By Masaya Kato, Nikkei staff writer
TOKYO — The governments of Japan and the U.S. began new negotiations over host-nation support — Tokyo’s share of the cost of hosting American troops — via videoconference Thursday.
Foreign affairs and defense officials took part and will talk again Friday.
This marks the first round of negotiations to determine the burden-sharing for the five years beginning fiscal 2021. The bulk of the talks are set to take place after the U.S. holds its Nov. 3 elections.
The new arrangement will replace the current agreement, which ends in March 2021. The Japanese side plans to reflect the new cost-sharing agreement in the fiscal 2021 budget to be compiled in December and to have the agreement approved in the parliament by March.
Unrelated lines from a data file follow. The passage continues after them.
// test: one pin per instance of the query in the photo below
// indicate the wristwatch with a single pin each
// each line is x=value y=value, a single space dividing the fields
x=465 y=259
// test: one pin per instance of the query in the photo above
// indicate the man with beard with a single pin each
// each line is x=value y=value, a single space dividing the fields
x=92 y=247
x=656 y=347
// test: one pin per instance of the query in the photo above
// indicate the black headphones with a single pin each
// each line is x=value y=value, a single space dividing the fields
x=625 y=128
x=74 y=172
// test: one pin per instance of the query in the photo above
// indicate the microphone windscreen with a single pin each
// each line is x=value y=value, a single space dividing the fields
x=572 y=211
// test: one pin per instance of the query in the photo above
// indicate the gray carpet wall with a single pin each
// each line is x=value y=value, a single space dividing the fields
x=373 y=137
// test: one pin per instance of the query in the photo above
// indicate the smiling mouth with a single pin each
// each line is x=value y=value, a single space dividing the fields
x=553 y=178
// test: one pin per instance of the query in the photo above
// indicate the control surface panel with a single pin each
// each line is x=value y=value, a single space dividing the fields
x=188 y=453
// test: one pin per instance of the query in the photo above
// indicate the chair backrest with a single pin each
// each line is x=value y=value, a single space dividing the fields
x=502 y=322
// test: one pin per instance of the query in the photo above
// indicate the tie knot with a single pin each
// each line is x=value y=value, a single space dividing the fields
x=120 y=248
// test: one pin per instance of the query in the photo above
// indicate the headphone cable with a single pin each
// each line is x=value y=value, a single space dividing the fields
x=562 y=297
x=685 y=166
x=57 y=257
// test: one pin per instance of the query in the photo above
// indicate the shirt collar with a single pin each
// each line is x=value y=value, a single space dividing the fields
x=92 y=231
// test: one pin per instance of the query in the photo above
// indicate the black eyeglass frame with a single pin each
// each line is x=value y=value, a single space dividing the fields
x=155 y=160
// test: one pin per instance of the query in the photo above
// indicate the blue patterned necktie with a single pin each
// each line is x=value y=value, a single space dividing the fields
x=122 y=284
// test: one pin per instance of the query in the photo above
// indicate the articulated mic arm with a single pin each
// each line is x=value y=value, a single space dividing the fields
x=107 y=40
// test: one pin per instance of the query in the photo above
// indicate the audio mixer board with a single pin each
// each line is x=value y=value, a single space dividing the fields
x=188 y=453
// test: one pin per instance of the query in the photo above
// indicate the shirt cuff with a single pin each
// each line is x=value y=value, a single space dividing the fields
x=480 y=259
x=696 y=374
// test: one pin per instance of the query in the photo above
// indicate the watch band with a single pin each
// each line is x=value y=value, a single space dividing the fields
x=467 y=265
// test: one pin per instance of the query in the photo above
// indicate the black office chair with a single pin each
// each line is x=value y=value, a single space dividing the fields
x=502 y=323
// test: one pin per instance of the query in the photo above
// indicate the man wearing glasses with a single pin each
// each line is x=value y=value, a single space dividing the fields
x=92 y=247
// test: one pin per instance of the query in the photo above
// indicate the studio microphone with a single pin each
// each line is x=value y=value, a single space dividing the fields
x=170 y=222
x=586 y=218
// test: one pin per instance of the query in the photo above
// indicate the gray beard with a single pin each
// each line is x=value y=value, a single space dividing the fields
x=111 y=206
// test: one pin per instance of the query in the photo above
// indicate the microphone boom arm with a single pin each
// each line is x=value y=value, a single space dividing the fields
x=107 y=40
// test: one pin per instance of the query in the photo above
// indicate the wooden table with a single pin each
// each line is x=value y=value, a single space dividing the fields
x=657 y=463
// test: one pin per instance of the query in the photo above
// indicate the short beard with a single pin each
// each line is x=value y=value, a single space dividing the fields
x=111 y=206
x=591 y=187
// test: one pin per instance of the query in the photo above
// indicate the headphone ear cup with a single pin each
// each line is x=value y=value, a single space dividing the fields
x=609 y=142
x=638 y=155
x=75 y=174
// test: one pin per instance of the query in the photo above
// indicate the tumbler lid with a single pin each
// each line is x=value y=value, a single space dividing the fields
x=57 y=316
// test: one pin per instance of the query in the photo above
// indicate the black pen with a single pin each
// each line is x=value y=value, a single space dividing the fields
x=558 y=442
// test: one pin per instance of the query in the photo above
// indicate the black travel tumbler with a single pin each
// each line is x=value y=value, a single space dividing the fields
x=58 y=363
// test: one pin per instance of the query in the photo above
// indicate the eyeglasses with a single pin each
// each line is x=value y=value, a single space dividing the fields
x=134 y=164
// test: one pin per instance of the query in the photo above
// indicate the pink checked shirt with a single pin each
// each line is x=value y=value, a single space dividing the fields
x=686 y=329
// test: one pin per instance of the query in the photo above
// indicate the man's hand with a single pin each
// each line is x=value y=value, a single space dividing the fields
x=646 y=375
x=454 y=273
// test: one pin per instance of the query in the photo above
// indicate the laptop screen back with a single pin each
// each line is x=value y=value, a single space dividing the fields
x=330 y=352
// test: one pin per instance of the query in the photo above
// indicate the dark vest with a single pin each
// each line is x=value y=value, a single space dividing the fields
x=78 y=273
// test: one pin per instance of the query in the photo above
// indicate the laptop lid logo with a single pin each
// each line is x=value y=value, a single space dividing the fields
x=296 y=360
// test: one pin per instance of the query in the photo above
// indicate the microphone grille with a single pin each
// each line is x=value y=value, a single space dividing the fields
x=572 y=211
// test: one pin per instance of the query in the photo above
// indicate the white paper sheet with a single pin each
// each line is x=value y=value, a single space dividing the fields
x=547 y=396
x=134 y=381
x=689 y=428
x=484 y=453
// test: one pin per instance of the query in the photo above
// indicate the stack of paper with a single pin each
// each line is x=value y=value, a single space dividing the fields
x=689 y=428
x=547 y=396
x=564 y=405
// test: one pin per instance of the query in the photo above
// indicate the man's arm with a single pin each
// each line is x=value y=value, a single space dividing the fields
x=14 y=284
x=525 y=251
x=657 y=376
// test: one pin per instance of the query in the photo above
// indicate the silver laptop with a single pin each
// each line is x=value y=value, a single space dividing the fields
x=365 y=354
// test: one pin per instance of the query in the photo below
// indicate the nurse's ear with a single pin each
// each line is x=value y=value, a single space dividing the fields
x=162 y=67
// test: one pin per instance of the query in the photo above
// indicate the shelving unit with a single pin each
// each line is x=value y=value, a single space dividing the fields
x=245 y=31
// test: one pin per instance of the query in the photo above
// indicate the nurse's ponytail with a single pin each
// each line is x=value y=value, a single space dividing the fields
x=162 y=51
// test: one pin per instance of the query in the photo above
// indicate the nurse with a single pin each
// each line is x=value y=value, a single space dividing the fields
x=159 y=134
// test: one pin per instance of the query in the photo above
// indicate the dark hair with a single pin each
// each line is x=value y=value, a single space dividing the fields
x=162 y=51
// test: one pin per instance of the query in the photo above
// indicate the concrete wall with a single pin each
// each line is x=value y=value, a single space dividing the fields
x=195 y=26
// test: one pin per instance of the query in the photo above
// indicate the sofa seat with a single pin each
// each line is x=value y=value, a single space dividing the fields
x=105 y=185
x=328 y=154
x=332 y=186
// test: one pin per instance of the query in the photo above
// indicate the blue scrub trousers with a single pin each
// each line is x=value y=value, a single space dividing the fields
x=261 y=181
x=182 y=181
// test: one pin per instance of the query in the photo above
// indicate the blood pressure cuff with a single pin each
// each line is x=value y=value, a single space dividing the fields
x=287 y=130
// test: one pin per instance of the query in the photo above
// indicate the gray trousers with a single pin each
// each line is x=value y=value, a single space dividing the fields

Under the current cost-sharing agreement, Japan pays an average of $1.8 billion a year.
But U.S. President Donald Trump has pressured American allies to chip in more. John Bolton, one of his former national security advisers, wrote in his memoir of informing the Japanese government that Trump wanted it to pay $8 billion a year.
Host-nation support covers base employees’ wages as well as utilities and costs for maintaining and repairing housing on the bases. Japan already shoulders most of these expenses, according to the Ministry of Defense. This leaves little room to significantly increase its contribution without broadening the scope of the agreement.
Talks are behind schedule because of the coronavirus pandemic and the American elections. If the two sides cannot come to terms by year-end, they may seek a stopgap deal covering fiscal 2021 alone.